Below are quotes from the letters, selected only because they spoke to me in the process of reading the book, and presented in roughly the order they appear chronologically.
"She looks very well and seems to be going through that crisis of irresolution that proceeds getting to work." (JS)
"I yearn for the structural presence, the conception and architecture that only invention makes possible." (RP)
"I can’t seem to forget myself long enough to get something written." (RP)
"More and more I want to write about people who cannot modify themselves to reality, whose life looks like no one else’s, people who stain your life." (JS)
"We consume whole worlds to write a single sentence and yet we never use up a part of what is available. I love the infinities, the endlessness involved…" (JS)
"New York is only good for being robbed. Almost everyone I know wants to leave." (RP)
“‘It will be an age of journals’ said Emerson, one hundred years ago.” (RP, 1971)
“‘Success would ruin me.’ But if success doesn’t, something else will. Why not give success a chance?” (RP)
"Saturday morning. The weather saves us and the weather kills us. Today is grey, inert, a little too warm. How awful it is to wake up in the same old life." (JS)

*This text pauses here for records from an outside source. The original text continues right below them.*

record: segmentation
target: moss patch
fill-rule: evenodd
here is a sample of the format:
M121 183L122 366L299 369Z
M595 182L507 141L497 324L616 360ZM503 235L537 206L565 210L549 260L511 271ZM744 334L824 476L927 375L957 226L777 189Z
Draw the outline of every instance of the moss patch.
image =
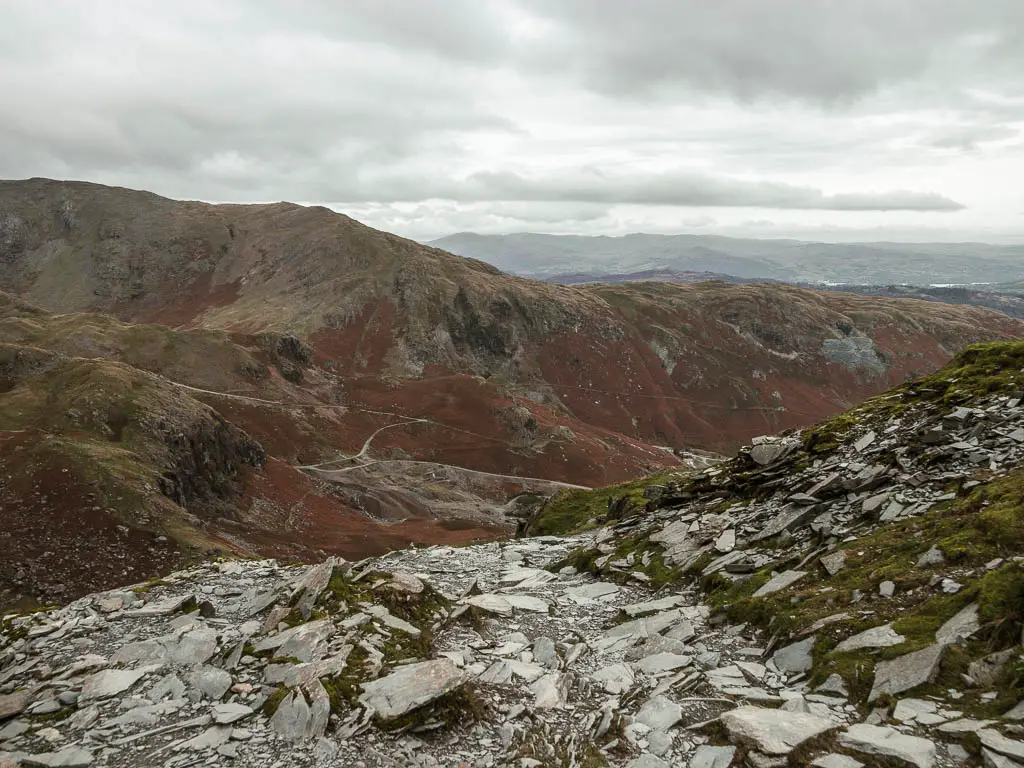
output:
M623 496L627 497L630 507L642 508L646 504L646 488L679 481L688 474L690 471L686 469L670 470L604 488L560 491L538 510L537 515L527 525L526 534L558 536L578 531L590 520L605 519L609 503Z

"(Andrew Lytle) says I have committed a violation by shifting the point of view in the story and that he has found when an author violates the point of view ‘he is backing off from the crisis of his action.’ He says the ‘enveloping action of any kind of universal or archetypal truth is obscure’ in the story. This and more. It’s true, most stories do have a single point of view: that of the writer. In my opinion, he is free to go wherever he lifes, so long as he compels, or at least, interests. The rest is merely dry theory and one writes with one’s instincts." (JS)
"Yesterday someone I had to listen to urged me to read The Day of the Jackal, marvelous book they said, I was licking my dry lips trying to make my mind wander, you couldn’t put it down they said. Well if you read Tolstoy or Proust or Dickens, I said, you will find just the opposite, that you have to put them down.” (JS)
"It’s depressing to read minor talents writing about themselves with the conceit that they are as important as anyone. Almost nobody is as important as anyone." (JS)
"It takes a lifetime to fall but only a single stroke to rise." (JS)
"The other night, drunk and naked, we waded out into the crashing waves at two in the morning." (JS, 1978. Interesting to note this moment is also found in All That Is )
In collecting these, it seems I’ve had a bias for Salter, though it might be a mark of some quality that it’s harder to excerpt Phelps into one of those Internet-friendly aphorisms. He must be taken in whole.